- Clone the repository provided (do not fork it)
- Publish your code on your GitHub (or Gitlab, or whatever...)
- Send us the link and tell us approximatively how much time you spent on this assignment
Note that the test should take no more than 3 hours to complete.
To ensure success and demonstrate your abilities, please adhere to the following guidelines:
- Start with a simple approach to have a baseline of results for comparison
- Share your code using a Jupyter notebook
- The last state of your code should be clean and ready to be reviewed by peers in a real-world situation
- Prefer making your code clean and your models evaluation insightful than multiplying the iteration to improve your model performance
- Pharmaceutical labs often write lengthy and complex clinical trial documents (protocols). At the same time, principal investigators (PIs) have written profiles detailing their capabilities and experiences (resumes). The challenge is, matching principal investigators to trials manually is time-consuming and might miss out on potential matches.
Goal: Based on the input data, develop an algorithm that, provided with a trial protocol, can suggest the top 2 principal investigators based on the similarity of the provided textual documents.
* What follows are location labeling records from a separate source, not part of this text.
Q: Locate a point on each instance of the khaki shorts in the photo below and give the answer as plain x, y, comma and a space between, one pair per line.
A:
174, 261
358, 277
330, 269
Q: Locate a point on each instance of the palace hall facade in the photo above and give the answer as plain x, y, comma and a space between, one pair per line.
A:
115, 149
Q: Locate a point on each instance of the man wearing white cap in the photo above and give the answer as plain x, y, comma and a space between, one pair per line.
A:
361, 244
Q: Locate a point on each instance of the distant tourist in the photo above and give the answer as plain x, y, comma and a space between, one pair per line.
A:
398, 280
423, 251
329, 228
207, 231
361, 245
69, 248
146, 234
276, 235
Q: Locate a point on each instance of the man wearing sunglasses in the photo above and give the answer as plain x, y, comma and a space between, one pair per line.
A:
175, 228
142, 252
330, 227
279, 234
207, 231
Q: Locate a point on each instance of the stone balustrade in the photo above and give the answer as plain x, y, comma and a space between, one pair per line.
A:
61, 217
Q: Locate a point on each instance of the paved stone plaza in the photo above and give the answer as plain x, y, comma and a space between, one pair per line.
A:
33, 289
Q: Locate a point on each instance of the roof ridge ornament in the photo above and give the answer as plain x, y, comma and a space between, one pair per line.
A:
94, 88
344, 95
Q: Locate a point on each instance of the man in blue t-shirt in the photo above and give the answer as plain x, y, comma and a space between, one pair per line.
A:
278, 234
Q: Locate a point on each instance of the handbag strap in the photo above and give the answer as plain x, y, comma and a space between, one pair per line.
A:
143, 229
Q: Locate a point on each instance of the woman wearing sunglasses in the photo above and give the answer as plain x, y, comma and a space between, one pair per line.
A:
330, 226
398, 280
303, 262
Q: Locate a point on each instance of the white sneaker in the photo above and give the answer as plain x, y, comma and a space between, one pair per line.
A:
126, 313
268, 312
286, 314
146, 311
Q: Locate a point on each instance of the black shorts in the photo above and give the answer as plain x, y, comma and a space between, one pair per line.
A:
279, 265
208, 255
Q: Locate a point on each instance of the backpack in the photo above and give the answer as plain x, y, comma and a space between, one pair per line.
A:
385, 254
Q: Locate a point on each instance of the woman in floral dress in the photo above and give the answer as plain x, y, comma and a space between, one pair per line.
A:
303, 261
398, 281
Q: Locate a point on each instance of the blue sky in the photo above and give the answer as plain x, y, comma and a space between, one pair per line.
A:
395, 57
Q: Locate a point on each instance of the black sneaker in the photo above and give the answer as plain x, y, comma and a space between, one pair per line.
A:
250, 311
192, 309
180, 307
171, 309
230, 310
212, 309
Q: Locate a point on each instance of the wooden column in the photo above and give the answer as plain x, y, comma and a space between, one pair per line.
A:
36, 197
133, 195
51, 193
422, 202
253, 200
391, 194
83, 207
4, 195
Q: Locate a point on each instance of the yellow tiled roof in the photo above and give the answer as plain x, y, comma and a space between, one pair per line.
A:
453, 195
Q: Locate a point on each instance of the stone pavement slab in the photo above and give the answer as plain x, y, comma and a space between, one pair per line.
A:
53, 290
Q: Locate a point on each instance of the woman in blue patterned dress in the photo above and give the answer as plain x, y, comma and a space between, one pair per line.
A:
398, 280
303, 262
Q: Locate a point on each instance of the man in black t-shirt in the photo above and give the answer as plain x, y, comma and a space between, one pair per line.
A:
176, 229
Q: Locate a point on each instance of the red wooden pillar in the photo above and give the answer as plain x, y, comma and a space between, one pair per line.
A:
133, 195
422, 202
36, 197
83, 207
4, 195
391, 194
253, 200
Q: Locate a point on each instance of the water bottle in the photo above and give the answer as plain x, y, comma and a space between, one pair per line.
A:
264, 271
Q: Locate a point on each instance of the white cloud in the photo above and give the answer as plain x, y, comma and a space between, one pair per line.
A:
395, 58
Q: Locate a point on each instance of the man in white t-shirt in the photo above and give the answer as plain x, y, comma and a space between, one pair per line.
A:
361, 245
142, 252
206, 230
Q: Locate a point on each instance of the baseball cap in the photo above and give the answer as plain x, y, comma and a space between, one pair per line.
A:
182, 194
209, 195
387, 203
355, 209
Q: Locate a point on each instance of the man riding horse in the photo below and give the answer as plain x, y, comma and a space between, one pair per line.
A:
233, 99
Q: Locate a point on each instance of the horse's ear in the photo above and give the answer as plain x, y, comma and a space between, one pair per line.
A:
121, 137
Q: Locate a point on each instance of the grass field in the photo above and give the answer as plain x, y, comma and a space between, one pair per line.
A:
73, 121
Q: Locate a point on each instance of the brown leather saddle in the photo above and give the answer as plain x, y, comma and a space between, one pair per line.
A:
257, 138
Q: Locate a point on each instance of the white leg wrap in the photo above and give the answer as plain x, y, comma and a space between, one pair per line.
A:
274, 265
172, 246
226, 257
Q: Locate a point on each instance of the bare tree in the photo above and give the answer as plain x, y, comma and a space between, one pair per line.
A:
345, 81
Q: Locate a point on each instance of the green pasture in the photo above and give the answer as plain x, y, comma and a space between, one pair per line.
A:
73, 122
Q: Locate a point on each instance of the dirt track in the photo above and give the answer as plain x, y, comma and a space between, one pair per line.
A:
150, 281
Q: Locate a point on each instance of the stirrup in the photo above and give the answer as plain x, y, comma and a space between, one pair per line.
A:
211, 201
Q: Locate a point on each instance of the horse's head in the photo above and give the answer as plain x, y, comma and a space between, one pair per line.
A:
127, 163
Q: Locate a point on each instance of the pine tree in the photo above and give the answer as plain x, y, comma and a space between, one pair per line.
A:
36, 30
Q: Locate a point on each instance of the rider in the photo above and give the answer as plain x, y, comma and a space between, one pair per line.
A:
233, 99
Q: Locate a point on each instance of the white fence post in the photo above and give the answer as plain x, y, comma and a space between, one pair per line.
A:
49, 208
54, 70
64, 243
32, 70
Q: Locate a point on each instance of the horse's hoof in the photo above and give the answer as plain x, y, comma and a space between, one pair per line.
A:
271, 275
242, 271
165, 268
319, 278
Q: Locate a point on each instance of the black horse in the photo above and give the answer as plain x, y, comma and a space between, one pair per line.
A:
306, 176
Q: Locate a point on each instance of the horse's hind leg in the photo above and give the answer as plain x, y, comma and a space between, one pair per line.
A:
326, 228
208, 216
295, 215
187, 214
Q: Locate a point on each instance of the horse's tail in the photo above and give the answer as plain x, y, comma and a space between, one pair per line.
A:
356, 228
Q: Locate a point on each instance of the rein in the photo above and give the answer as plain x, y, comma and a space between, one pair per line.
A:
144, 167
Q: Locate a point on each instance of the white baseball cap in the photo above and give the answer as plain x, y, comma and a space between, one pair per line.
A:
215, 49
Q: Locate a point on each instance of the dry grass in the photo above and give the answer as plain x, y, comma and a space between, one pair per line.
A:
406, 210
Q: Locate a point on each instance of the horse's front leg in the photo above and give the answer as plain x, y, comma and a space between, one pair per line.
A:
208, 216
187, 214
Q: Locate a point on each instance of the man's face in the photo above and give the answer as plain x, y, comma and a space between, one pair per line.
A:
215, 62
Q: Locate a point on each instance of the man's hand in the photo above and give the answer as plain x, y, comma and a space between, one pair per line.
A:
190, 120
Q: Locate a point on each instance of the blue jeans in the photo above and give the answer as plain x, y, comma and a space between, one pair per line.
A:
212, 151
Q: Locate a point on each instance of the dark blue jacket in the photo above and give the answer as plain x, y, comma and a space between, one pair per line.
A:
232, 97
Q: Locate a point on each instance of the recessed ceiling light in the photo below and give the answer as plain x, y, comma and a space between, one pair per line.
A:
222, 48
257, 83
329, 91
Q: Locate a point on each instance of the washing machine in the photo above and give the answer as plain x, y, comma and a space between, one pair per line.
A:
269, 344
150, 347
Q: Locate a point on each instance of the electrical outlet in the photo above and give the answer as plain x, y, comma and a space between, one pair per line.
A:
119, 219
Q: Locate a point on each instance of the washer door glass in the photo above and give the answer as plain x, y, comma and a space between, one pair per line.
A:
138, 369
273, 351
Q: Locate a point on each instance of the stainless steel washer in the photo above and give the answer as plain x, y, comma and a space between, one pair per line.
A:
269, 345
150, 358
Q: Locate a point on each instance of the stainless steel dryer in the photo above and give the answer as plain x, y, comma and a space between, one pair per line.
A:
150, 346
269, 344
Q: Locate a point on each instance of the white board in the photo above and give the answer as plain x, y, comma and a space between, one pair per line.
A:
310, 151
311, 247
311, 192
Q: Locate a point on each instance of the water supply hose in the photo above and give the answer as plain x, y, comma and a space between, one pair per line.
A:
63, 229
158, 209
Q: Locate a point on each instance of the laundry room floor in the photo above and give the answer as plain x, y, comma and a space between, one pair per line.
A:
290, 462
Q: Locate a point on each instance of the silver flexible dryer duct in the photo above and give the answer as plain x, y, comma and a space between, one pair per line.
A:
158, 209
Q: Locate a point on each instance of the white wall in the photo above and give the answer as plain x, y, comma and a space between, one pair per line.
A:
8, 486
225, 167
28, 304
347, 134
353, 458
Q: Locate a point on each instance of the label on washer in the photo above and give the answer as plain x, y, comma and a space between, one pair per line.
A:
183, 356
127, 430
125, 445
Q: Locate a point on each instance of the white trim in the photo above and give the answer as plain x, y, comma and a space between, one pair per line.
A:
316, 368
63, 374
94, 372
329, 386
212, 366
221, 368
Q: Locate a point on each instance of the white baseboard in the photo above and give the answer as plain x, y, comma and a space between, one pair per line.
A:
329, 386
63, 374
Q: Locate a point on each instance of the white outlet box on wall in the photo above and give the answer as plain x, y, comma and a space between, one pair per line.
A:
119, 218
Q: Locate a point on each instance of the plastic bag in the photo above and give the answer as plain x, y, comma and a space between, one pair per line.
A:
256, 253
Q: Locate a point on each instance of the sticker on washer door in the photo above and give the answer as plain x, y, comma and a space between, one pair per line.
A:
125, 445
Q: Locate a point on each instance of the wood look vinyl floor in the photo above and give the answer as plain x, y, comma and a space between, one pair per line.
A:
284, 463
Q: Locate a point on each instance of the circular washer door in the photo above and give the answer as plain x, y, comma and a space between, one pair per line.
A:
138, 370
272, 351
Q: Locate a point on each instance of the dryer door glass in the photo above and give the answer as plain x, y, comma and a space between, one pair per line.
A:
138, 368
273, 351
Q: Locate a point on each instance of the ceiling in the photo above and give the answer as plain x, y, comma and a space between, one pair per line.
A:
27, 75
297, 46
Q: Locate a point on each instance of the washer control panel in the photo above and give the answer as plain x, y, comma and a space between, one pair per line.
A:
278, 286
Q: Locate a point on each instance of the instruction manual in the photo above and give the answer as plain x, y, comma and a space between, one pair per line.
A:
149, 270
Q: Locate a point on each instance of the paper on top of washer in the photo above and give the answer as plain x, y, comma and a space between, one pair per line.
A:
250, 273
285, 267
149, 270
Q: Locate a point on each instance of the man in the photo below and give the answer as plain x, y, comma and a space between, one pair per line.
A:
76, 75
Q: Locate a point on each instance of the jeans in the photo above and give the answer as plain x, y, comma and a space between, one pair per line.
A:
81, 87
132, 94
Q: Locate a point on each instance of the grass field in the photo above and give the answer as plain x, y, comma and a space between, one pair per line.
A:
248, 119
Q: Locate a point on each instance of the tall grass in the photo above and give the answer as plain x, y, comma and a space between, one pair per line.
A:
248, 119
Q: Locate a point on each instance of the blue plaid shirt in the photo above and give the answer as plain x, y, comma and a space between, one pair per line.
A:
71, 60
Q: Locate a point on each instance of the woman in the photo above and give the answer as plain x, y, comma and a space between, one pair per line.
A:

Principal investigators's resumes
- 8 "resume.txt" files
- A principal investigator's resume is a document that highlights the researcher’s qualifications, experience, and accomplishments in conducting clinical or scientific research, emphasizing their expertise, leadership in previous studies, and contributions to the scientific community. It serves to demonstrate the investigator's capability and expertise to lead a research project or clinical trial, ensuring adherence to the research plan, ethical guidelines, and regulatory compliance.
Trial protocols
- 4 "protocol.txt" files
- A trial protocol is a detailed document that outlines the objectives, design, methodology, statistical considerations, and organization of a research project, typically in the context of clinical trials in healthcare. It serves as a blueprint that guides the conduct of the trial and ensures consistency, regulatory compliance, and ethical practice across all study sites.
Validation
- validation.csv
- This files provides you with final ground truth for the matching (was this site eventually selected for the trial or not). It also gives you the therapeutic area of the trial and the specialty of the principal investigator.